Les avancées de l'OCM portent aussi sur la capacité des producteurs à mieux s'organiser pour avoir collectivement plus de poids sur les marchés agricoles. Le déséquilibre des rapports de force au sein de la chaîne alimentaire est une donnée évidente, mise en exergue de plus en plus dans les rapports de la Commission ou du Parlement européen .
Sur ce point, Parlement européen et Conseil souhaitent conforter les avancées contenues dans les propositions de la Commission européenne, afin de rééquilibrer les rapports entre les agriculteurs et l'aval de la production.
Pour vos rapporteurs, la négociation de la réforme de la PAC pour 2014-2020 doit fournir l'occasion de redéfinir les conditions d'application du droit de la concurrence au secteur de l'agriculture .
Les règles de concurrence, comme par exemple celles prohibant les ententes, s'appliquent au secteur agricole. Mais les spécificités de celui-ci justifient des aménagements. Ceux-ci, prévus par les textes communautaires 26 ( * ) , sont cependant interprétés de manière extrêmement stricte. En outre, les autorités nationales de la concurrence ont développé leur propre jurisprudence, qui n'est pas partout la même.
Eviter de tels écueils dans l'application du droit de la concurrence en matière agricole, permettre aux producteurs de se regrouper en organisations de producteurs, d'intervenir sur les marchés de manière plus collective, suppose donc de faire évoluer le règlement relatif à l'OCM .
Vos rapporteurs saluent au passage la proposition du rapporteur Michel Dantin, acceptée par le Parlement européen, visant à simplifier les conditions de reconnaissance des organisations de producteurs. La commission proposait qu'il ne soit pas possible de les reconnaître lorsqu'elles sont en « position dominante » sur les marchés. Or, seul l'abus de cette position dominante pose problème. Il est d'ailleurs sanctionné par le droit de la concurrence.

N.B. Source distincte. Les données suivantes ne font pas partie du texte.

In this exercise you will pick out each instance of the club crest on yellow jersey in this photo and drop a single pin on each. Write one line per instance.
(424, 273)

A juste titre, le rapporteur du Parlement européen demande de s'en tenir là, ce qui permettra la reconnaissance de davantage d'organisations de producteurs de taille importante.
* 23 Règlement n° 261/2012 du Parlement européen et du Conseil du 14 mars 2012 relatif aux relations contractuelles dans le secteur du lait et des produits laitiers.
* 24 Article 43 alinéa 3 du TFUE : « Le Conseil, sur proposition de la Commission, adopte les mesures relatives à la fixation des prix, des prélèvements, des aides et des limitations quantitatives, ainsi qu'à la fixation et à la répartition des possibilités de pêche ».
* 25 Proposition de résolution n° 286 (2012-2013) de MM. Gérard CÉSAR et Simon SUTOUR, déposée au Sénat le 23 janvier 2013, sur le régime des autorisations de plantation de vigne.
* 26 Règlement (CE) n° 1184/2006 du Conseil du 24 juillet 2006 portant application de certaines règles de concurrence à la production et au commerce des produits agricoles.